The establishment of the EAC at this late stage would have been fully supported had the Prime Minister empowered it with some executive powers. At present, the EAC will, as its name suggests, be merely an advisory body and it is doubtful if the ongoing budget exercise spearheaded by the Ministry of Finance under the leadership of Miftah Ismail will have time to consider comprehensive suggestions at this late stage other than the imposition of one tax or another and some cosmetic changes here and there. Given that the PML-N tenure ends by end May taking on a few EAC suggestions on board would merely provide face saving for the EAC members.
Additionally, to enable the EAC to give sound advice with significant positive impact on key macroeconomic indicators would require the Ministry of Finance taking the EAC on board on a daily basis till the announcement of the budget - an exercise that one would assume would not be carried out on the grounds that the team engaged in budget formulation simply does not have the time.
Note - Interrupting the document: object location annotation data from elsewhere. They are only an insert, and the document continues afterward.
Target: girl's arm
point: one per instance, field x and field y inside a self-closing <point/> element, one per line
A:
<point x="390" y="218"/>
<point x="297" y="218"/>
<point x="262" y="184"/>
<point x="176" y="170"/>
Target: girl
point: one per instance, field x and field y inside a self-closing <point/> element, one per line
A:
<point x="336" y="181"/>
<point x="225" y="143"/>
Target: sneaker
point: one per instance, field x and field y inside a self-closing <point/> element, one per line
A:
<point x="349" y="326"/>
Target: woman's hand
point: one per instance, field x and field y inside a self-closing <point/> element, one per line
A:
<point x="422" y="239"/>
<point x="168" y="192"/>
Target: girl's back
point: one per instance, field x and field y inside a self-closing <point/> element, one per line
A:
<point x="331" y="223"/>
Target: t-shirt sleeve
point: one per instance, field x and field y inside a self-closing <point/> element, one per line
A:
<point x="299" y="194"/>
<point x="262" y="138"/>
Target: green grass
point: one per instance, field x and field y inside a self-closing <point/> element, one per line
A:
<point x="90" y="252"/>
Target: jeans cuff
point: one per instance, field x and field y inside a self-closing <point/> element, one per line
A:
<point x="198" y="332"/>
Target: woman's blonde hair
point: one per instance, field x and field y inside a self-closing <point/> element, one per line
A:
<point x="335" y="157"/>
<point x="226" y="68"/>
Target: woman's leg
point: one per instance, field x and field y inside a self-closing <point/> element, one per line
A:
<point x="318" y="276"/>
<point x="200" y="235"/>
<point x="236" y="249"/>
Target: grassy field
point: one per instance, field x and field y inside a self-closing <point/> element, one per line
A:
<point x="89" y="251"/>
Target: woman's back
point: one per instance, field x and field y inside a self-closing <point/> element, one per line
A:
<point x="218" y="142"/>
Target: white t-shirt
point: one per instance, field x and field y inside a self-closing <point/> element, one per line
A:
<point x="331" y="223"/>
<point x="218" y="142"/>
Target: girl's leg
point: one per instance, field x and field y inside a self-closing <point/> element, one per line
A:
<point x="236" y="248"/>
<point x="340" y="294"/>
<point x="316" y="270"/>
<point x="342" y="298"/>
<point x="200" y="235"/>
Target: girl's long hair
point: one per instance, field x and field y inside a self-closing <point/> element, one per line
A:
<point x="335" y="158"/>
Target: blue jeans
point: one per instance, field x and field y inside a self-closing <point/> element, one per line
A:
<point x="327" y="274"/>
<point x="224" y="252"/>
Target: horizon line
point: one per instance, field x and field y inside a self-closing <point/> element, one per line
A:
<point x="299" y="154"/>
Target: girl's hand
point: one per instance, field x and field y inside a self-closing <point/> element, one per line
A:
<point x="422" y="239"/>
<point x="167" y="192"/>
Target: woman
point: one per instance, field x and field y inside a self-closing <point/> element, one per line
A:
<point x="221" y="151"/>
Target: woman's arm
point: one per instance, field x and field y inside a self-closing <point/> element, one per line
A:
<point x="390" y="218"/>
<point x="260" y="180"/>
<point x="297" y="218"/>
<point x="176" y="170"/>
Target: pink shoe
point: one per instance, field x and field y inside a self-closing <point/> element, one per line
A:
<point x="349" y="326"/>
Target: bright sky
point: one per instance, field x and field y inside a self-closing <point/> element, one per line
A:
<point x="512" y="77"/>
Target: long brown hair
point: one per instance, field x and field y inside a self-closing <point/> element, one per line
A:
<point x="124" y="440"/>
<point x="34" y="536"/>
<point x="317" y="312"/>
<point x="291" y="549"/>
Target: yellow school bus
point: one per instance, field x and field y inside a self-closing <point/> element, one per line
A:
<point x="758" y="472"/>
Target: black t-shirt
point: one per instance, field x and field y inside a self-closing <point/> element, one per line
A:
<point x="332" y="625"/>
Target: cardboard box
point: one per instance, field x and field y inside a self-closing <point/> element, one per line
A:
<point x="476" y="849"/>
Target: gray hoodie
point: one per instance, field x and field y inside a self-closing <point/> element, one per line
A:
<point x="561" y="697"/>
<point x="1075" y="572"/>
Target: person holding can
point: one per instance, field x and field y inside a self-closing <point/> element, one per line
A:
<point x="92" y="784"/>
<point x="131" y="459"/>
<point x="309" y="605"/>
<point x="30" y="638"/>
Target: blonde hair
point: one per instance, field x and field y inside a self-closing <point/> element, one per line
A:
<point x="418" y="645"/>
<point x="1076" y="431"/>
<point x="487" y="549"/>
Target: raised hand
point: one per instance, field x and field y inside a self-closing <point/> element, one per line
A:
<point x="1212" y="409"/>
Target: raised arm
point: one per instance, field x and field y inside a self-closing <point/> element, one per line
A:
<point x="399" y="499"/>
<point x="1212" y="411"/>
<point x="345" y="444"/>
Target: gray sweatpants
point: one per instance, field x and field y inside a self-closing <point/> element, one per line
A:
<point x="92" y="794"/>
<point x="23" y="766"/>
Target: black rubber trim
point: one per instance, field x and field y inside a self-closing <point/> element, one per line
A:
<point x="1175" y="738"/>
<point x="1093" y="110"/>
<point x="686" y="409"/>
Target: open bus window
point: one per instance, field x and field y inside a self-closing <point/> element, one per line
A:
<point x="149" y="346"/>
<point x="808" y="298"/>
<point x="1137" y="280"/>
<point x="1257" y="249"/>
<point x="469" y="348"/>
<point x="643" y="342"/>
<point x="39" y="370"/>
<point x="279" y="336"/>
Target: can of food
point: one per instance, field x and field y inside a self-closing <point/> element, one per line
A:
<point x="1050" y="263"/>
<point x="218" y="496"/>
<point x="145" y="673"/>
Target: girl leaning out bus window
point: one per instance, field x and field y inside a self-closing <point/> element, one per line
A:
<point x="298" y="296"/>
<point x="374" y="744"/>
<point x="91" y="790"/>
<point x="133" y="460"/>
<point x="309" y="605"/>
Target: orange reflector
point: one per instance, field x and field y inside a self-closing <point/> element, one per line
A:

Besides, all members of the EAC have other engagements and a rather full itinerary and it is doubtful if individual members have the time even if the Ministry of Finance decides to take them fully on board.
Failing to extend any executive powers to the EAC, one would argue that the government should at least consider extending monitoring powers. This would be critical for two reasons. First and foremost, irrespective of what Ismail claims is a state of the economy that the government is comfortable with, a statement that economists dismiss as unrealistic and politically motivated, the areas of concern are widening with the International Monetary Fund (IMF) stating in its March report that external financing needs are expected to rise from 21.5 billion dollars in 2016/17 to 45 billion dollars in 2022/23. Secondly, Pakistan, currently on the grey list of the Financial Action Task Force (FATF) as stated by Ismail, would have to defend implementation of the recommended measures by June and in the event that it fails to convince FATF Pakistan could be placed on the black list. Thus the EAC could provide some continuity in terms of adjusting economic policy as and when required as well as defending the pace of implementation of agreed proposals with FATF after the government's tenure ends.